On November 7, 2019, the Department conducted a complaint investigation which alleged the following: Medical treatment was not provided to resident in a timely manner resulting in injury and hospitalization.

The licensee was cited for violating California Code of Regulation (CCR) Title 22, § 87465 (g) Incidental Medical and Dental Care: The licensee shall immediately telephone 9-1-1 if an injury or other circumstance has resulted in an imminent threat to a resident’s health including, but not limited to, an apparent life-threatening medical crisis. The licensee was also cited for violating Title 22, California Health and Safety Code (H&S) 1569.312(e) which states “Every facility required to be licensed under this chapter shall provide at least the following basic services: (e) Monitoring the activities of the residents while they are under the supervision of the facility to ensure their general health, safety, and well-being”. On September 16, 2019, the facility failed to meet the needs of Resident 1 (R1), who suffered unwitnessed fall and was left in pain for over nine hours before being admitted to the hospital with a diagnosis of a left hip fracture.
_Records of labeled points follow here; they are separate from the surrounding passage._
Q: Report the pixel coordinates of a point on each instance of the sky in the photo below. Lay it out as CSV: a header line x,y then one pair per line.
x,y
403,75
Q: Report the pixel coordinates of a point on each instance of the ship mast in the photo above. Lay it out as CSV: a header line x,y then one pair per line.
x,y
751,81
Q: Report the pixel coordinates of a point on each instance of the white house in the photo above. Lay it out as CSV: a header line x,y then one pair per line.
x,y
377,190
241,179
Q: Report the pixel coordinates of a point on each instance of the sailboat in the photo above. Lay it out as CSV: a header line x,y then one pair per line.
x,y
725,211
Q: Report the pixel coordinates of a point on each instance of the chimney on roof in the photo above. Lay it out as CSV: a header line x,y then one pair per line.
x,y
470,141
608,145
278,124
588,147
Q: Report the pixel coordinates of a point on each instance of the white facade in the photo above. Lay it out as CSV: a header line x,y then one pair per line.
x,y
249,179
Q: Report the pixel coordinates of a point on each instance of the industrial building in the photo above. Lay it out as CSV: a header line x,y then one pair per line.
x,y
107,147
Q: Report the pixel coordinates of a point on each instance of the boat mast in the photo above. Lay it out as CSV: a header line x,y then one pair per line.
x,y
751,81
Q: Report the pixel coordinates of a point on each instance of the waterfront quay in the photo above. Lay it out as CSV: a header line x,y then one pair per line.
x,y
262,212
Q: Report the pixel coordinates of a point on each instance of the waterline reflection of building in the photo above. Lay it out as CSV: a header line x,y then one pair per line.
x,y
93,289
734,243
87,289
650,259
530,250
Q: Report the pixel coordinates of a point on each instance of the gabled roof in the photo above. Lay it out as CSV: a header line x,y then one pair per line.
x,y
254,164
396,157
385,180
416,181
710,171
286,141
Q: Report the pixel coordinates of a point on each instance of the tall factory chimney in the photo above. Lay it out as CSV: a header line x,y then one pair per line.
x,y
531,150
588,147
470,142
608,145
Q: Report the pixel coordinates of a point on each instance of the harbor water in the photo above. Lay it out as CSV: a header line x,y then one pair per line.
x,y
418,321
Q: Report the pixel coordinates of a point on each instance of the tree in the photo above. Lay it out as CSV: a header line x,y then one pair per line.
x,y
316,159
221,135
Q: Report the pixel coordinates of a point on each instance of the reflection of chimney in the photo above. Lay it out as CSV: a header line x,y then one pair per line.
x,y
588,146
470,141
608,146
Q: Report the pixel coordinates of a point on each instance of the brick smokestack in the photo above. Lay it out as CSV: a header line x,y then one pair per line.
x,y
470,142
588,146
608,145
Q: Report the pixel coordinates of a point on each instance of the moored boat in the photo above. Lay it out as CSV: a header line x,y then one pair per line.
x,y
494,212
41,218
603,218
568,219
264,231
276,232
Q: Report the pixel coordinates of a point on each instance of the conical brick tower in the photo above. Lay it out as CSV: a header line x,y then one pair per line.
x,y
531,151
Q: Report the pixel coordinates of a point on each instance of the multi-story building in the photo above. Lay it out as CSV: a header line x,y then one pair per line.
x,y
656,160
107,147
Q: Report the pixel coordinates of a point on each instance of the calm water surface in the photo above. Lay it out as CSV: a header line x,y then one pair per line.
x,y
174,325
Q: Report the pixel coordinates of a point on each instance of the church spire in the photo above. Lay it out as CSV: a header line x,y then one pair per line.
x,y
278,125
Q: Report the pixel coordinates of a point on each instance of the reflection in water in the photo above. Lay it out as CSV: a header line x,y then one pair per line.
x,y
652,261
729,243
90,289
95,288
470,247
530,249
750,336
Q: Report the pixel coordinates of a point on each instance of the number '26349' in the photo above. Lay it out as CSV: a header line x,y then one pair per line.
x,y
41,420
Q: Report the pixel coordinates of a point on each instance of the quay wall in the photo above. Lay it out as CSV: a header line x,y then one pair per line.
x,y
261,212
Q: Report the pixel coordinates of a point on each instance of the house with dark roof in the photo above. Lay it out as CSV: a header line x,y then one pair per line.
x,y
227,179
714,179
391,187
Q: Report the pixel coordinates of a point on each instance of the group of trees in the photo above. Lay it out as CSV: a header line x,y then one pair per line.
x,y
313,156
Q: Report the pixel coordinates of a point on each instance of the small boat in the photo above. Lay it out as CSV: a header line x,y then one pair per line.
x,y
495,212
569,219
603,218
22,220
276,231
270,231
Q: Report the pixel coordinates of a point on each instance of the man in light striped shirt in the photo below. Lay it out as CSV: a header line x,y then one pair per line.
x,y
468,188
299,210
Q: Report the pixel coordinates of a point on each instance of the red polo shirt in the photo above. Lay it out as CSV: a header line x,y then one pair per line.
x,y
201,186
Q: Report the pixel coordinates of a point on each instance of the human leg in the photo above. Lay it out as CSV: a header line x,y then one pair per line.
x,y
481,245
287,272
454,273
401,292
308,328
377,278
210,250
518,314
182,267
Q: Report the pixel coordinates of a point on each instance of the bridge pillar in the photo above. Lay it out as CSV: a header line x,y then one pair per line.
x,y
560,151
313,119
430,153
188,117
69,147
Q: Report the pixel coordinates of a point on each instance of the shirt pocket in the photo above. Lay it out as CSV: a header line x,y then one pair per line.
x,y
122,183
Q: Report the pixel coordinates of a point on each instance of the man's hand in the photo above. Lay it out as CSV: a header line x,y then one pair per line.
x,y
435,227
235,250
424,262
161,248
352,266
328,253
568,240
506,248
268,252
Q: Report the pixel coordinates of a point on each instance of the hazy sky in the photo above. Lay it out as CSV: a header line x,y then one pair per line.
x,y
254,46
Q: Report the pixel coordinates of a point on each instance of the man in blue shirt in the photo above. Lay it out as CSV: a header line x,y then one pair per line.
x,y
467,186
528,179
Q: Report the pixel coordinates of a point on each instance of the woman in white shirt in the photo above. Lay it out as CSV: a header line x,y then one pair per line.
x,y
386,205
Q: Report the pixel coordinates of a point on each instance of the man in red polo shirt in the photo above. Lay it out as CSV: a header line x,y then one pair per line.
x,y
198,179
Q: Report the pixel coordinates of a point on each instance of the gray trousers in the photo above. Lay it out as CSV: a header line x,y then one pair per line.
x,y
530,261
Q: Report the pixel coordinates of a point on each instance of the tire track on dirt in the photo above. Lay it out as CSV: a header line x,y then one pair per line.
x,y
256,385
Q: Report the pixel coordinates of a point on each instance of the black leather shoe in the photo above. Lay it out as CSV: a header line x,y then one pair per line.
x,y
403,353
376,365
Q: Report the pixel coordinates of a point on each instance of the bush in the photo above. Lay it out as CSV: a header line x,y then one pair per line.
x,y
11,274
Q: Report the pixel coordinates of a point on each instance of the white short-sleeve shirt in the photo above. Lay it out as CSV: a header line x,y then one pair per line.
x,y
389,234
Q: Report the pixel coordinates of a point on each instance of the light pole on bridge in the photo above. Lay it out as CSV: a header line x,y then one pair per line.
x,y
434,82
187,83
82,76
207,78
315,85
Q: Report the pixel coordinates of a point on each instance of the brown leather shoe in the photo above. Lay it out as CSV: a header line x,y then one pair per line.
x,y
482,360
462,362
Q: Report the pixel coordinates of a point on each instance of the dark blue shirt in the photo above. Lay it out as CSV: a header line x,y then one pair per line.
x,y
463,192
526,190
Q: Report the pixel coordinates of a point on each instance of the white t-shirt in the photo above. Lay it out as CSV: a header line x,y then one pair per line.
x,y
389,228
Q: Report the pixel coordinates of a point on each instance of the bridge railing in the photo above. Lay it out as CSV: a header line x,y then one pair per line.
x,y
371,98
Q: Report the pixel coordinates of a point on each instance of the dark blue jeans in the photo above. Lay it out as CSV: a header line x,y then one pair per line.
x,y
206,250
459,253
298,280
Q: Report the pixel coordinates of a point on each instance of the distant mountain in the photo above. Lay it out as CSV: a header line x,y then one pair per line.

Medical evaluation report (LIC 602) diagnosed R1 with dementia. The report documented that R1 was unable to leave the facility unassisted and had a wandering behavior dated January 4, 2019.

Cont. LIC809c
SUPERVISOR'S NAME: Troy OrdonezTELEPHONE: (916) 263-4832
LICENSING EVALUATOR NAME: Konnor LeitzellTELEPHONE: (916) 708-9618
LICENSING EVALUATOR SIGNATURE:

DATE: 01/04/2021
I acknowledge receipt of this form and understand my licensing appeal rights as explained and received.
FACILITY REPRESENTATIVE SIGNATURE:

DATE: 01/04/2021
This report must be available at Child Care and Group Home facilities for public review for 3 years.
LIC809 (FAS) - (06/04)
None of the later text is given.